When I was growing up, it didn’t take long to realize I was overweight and looked different from some unrealistic feminine beauty ideal, but that had more to do with the women I obsessed over in pop culture—the svelte ladies of Friends, the toned women of the Spice Girls (their fitness was clearly not exclusive to Sporty)—and, of course, teasing classmates.
Sarai Walker, an expert on female body image pressures and author of 2015’s Dietland, an acclaimed feminist novel about a woman who rebels against societal pressures on women to lose weight, said she also grew up loving Barbie.
“I played with Barbie, and I grew up into this feminist writer and wrote a radical novel about feminism,” Walker told The Daily Beast.
“It’s hard to know how Barbie affected me, but I do think she’s become the symbol of our protests against body ideals and objectification,” she said.
However, Walker was also ambivalent about how much of the onus of body-shaming should be thrusted on Barbie. “She’s a convenient villain,” Walker said. “She’s a symptom of a much larger problem. So many things play into it, not just Barbie.”
Walker was dubious of how dramatic a change these Barbie shapes, especially the curvy one, marked. Sure, curvy Barbie is at least a bit more ample, but she’s more like a (somewhat) enlarged version of her drooled-over hourglass figure.
In short, Barbie’s body still meets the conventional standards for female physical beauty. “She doesn’t threaten the status quo,” Walker said.
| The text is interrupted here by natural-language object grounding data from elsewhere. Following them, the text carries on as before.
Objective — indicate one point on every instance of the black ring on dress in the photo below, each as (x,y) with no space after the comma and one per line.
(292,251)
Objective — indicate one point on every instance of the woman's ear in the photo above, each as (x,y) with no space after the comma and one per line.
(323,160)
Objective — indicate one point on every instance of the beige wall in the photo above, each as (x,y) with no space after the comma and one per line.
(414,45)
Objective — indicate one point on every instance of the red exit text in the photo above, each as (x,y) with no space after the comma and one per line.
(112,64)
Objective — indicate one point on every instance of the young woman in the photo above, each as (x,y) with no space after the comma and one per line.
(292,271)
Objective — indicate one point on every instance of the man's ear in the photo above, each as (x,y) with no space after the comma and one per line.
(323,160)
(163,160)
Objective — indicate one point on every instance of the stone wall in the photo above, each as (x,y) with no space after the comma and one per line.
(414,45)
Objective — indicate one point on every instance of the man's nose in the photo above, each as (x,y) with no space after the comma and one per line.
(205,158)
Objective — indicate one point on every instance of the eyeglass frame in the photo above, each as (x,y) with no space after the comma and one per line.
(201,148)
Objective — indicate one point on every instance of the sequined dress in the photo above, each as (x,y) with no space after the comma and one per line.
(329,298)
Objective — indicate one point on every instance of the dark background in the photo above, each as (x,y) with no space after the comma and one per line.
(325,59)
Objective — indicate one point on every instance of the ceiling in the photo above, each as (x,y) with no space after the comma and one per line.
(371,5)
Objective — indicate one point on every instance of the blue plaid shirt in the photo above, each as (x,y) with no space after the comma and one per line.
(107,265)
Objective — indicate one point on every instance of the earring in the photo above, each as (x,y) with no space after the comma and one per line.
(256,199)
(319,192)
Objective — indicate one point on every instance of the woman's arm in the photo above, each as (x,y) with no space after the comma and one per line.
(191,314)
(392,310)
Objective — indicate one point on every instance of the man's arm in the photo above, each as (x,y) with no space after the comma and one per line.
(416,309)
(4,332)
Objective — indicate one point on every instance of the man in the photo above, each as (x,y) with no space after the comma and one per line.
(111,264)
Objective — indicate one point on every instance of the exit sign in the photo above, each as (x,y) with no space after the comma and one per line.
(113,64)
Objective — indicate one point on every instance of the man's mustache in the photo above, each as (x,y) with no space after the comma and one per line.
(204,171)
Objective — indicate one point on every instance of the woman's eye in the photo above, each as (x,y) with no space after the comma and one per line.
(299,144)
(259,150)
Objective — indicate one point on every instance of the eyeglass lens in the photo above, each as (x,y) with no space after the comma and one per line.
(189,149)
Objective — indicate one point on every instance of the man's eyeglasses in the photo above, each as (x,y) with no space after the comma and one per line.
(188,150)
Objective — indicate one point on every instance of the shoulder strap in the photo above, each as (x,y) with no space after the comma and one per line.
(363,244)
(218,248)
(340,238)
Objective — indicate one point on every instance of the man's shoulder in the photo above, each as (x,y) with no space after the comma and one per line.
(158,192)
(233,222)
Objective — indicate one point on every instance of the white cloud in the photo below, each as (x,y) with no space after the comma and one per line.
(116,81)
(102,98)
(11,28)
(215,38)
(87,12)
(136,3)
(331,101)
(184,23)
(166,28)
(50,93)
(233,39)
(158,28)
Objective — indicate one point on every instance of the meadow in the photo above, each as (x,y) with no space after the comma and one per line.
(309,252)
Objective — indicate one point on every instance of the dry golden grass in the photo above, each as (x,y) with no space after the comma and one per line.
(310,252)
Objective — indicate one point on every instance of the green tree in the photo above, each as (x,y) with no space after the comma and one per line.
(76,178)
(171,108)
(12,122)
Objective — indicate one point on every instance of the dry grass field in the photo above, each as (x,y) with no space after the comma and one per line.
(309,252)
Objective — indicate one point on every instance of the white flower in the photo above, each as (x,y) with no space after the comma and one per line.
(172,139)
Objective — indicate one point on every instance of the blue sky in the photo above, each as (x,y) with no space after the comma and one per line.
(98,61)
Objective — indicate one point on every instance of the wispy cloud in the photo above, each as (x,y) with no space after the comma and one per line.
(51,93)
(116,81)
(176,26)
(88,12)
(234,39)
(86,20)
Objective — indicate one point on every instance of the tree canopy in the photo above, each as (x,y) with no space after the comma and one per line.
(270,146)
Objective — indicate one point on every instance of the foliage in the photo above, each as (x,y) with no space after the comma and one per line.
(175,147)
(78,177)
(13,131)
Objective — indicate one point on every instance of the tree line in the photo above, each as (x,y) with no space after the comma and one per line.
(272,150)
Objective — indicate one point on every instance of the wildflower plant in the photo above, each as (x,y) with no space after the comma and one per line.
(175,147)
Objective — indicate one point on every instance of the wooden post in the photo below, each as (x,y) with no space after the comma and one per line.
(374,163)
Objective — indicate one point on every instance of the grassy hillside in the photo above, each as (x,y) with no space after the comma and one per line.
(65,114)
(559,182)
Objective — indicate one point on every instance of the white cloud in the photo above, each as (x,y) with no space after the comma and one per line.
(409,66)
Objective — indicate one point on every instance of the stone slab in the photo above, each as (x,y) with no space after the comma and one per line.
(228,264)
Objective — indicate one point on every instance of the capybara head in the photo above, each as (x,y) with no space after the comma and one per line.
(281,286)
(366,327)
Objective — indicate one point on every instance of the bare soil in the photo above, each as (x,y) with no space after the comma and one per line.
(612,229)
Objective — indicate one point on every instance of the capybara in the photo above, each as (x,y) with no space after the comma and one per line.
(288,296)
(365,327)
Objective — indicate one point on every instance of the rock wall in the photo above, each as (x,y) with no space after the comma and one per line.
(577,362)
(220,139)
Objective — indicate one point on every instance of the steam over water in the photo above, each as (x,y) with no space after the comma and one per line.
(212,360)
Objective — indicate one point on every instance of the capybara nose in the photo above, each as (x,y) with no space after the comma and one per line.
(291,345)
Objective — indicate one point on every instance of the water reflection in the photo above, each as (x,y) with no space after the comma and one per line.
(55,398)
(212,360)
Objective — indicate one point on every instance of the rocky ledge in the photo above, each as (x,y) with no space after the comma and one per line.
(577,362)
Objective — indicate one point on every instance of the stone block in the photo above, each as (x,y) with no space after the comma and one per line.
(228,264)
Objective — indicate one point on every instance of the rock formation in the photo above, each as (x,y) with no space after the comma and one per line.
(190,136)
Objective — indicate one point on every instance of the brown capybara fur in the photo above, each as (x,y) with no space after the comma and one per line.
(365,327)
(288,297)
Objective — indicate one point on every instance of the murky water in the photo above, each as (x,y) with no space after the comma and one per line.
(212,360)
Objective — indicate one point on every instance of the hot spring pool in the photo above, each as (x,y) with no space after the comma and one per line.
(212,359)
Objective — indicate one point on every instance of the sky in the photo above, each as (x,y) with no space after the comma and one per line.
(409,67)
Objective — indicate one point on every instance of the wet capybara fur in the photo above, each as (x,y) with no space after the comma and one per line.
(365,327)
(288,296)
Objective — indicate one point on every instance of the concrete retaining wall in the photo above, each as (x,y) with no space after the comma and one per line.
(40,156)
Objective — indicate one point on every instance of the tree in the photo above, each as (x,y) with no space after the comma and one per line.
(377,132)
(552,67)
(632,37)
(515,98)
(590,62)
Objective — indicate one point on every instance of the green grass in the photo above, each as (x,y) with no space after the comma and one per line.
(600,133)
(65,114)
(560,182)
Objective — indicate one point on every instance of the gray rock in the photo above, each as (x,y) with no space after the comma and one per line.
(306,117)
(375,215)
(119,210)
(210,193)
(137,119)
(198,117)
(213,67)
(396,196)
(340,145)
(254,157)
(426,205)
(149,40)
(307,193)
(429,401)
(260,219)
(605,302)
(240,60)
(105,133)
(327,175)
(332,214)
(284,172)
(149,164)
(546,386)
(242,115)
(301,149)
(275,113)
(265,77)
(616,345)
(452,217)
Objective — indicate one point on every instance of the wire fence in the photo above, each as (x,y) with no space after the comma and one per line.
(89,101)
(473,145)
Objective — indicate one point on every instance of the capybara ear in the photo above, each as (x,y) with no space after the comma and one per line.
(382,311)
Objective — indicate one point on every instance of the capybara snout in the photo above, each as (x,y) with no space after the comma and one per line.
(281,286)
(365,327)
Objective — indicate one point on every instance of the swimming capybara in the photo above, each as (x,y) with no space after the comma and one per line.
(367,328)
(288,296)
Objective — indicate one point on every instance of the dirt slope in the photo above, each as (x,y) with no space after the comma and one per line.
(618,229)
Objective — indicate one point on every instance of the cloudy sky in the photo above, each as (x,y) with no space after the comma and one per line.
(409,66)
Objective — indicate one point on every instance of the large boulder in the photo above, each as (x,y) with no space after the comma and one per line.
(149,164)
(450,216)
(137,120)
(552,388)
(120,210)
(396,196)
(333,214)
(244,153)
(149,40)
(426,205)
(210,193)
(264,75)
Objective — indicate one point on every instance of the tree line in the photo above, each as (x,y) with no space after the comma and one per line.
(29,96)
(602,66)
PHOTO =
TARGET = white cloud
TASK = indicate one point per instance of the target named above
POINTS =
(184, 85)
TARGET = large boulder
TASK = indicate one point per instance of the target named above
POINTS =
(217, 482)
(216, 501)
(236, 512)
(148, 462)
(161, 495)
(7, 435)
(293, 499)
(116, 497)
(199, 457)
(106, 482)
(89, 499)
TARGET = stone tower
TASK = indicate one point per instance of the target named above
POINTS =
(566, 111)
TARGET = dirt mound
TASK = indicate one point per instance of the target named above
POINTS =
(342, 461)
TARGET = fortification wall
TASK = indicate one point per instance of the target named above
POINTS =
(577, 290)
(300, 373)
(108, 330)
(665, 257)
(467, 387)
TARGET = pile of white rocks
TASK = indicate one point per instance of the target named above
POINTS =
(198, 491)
“Someone who is curvy is plus-sized but acceptable,” Walker noted. “She [Barbie] doesn’t look all that different from the traditional Barbie. She’s kind of like Christina Hendricks—larger than what we’re used to seeing on TV, but men still swoon over her.”
Walker has a different idea of what a truly revolutionary Barbie would be.
“I don’t know if Mattel could ever make a doll whose main purpose wasn’t to be cute and attractive to boys and men. I would love to see them dare to do something like that.”
It may be a fantasy to expect Mattel, or any toy company, to start producing dolls that aren’t just expanding conceptions of beauty, but rather, rooted in telling girls (and boys) that worrying about whether people think you’re beautiful, pretty, or hot is superficial bunk. But if Barbie can beat Armstrong to the moon, than making such a doll should be child’s play.